Milei tirou a seleção da Argentina da Copa do Mundo? Entenda a polêmica

Em entrevista à Sputnik Brasil, especialista explica se a medida presente no decretaço de Milei, que transforma clubes esportivos em sociedades anônimas, pode fazer com que a FIFA e a Conmebol proíbam a participação argentina na Copa de 2026.
Sputnik
A notícia de que o presidente argentino, Javier Milei, vai retirar a seleção da Argentina da Copa do Mundo de 2026, no Canadá, no México e nos Estados Unidos, gerou forte repercussão no país vizinho.

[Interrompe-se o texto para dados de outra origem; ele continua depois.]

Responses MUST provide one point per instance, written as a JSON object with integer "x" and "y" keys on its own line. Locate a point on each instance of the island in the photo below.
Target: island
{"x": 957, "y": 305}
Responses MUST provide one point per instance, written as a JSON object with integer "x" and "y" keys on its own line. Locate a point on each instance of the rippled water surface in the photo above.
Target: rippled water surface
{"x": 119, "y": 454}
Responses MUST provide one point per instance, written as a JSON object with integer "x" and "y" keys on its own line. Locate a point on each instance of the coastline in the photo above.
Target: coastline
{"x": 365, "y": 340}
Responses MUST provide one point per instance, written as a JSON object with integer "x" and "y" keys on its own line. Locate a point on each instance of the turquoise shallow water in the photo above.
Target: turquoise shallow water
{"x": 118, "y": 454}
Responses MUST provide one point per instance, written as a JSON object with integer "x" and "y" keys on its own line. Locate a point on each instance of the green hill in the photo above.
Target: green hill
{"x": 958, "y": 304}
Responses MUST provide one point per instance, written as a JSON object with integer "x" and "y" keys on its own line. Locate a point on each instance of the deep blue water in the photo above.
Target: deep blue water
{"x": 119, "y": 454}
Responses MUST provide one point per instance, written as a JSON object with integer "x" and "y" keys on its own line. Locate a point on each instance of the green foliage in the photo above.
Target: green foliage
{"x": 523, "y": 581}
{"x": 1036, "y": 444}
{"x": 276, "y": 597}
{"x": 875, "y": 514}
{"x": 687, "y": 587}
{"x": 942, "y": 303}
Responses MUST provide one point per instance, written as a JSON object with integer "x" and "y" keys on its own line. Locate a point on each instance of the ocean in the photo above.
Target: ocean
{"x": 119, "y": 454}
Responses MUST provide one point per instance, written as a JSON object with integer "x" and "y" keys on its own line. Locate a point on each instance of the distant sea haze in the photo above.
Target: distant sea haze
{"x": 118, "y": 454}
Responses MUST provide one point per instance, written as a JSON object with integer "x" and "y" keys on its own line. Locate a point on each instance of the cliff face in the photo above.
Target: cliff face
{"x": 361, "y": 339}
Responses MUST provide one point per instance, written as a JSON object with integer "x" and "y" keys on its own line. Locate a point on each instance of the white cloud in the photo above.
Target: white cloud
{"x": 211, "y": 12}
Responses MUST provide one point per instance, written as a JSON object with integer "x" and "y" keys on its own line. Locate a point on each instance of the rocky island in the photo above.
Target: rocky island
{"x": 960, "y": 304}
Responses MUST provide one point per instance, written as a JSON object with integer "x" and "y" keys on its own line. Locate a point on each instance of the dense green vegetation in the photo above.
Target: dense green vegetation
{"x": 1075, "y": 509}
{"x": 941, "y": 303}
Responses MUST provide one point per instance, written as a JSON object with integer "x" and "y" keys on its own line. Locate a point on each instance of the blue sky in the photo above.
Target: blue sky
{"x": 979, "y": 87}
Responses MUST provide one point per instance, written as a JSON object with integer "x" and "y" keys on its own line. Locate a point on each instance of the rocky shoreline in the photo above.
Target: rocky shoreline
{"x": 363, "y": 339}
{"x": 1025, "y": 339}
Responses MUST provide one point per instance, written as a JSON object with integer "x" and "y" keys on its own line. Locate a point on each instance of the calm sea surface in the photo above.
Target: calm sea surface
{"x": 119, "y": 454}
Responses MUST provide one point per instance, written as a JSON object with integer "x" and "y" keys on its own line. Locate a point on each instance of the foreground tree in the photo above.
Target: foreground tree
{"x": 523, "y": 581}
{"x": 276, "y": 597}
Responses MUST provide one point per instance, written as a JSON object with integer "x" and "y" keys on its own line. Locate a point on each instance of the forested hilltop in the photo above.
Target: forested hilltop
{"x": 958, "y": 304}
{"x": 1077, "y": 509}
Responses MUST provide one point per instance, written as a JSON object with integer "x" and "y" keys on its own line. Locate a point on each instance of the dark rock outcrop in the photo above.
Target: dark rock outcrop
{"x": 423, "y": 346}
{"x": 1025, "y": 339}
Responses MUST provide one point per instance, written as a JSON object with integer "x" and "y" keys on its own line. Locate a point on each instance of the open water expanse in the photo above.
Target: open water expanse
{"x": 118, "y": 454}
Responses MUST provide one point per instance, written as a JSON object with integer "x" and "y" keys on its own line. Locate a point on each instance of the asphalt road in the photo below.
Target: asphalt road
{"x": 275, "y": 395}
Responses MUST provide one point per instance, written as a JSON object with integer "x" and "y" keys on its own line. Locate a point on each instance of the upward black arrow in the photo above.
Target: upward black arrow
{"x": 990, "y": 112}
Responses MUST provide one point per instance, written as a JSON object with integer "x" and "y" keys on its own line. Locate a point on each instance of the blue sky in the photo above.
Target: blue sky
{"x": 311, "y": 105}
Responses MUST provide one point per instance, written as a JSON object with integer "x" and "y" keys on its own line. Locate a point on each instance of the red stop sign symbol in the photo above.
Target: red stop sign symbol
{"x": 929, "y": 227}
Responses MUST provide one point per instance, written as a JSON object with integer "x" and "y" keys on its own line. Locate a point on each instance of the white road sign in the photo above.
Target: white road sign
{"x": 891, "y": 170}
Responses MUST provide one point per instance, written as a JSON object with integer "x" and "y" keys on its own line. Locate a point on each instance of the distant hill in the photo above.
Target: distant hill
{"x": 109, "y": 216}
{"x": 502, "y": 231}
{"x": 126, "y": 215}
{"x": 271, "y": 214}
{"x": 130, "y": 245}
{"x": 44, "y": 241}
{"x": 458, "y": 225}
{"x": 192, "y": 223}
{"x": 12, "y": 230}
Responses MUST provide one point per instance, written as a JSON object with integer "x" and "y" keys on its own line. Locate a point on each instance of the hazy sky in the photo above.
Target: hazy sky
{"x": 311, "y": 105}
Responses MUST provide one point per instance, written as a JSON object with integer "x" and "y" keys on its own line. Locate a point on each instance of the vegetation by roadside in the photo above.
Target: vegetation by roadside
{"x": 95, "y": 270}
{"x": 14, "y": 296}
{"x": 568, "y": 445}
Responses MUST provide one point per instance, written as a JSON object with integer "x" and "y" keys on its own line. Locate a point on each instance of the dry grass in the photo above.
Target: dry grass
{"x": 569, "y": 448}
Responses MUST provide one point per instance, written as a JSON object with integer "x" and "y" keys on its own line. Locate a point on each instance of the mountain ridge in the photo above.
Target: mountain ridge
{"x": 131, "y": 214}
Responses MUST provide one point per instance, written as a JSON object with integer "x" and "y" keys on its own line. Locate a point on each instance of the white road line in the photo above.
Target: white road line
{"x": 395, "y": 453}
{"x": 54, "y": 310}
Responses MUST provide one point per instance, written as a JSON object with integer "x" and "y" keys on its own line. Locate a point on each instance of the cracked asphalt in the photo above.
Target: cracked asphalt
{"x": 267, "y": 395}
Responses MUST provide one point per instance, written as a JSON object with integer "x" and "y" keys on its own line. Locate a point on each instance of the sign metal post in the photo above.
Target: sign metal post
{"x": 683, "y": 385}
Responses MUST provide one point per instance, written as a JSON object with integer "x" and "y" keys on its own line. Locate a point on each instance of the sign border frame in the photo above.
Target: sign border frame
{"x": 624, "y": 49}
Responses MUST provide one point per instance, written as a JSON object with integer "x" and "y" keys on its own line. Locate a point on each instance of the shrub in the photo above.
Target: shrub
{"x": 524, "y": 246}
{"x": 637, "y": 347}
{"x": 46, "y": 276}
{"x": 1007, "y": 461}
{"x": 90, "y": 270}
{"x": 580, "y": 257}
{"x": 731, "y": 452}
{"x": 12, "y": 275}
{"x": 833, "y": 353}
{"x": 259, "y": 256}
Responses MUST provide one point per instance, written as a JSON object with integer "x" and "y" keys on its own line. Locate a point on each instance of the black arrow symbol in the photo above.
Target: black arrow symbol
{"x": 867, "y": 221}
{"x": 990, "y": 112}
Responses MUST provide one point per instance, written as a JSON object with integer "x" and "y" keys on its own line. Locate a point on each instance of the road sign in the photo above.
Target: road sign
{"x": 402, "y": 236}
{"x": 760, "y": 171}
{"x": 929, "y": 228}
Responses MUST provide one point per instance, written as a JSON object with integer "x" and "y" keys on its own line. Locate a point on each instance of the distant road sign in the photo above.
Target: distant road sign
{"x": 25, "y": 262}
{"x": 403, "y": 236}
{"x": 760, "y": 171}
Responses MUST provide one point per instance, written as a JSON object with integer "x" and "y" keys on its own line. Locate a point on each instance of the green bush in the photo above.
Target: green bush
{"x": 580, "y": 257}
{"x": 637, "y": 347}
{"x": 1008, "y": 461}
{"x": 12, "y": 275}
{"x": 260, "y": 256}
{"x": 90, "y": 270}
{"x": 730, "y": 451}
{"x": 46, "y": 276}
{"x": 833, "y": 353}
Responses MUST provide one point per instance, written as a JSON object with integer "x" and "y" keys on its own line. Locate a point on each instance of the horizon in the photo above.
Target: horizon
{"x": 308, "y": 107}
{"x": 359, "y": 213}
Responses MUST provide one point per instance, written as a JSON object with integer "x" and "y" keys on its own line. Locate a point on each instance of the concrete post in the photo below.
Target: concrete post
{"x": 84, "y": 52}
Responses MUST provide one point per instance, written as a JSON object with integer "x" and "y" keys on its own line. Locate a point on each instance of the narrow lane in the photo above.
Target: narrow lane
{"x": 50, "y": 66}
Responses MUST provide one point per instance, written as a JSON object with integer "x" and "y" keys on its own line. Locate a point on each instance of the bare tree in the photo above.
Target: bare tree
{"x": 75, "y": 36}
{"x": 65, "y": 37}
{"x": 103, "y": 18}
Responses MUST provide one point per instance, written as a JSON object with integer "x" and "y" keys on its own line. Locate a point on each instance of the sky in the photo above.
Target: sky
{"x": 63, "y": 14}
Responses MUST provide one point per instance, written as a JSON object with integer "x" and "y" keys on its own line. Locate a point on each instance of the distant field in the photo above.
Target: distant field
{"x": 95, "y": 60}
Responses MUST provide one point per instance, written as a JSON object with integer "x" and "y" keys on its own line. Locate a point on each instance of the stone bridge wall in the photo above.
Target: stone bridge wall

A controvérsia veio à tona em virtude do Decreto de Necessidade Urgente (DNU), o rol de medidas apresentado por Milei, conhecido como "decretaço". Entre outras coisas, o documento institui que clubes esportivos argentinos passarão a operar como Sociedades Anônimas Desportivas (SADs).
O objetivo é fazer algo similar ao que foi feito no Brasil em 2021, com a Lei 14.193, que fez com que clubes deixassem de funcionar como associações esportivas sem fins lucrativos para se tornarem Sociedades Anônimas do Futebol (SAFs). Com isso, os clubes passaram a operar como empresas, com abertura de capital para investidores. Entre os benefícios da mudança está a possibilidade de clubes endividados pedirem recuperação judicial.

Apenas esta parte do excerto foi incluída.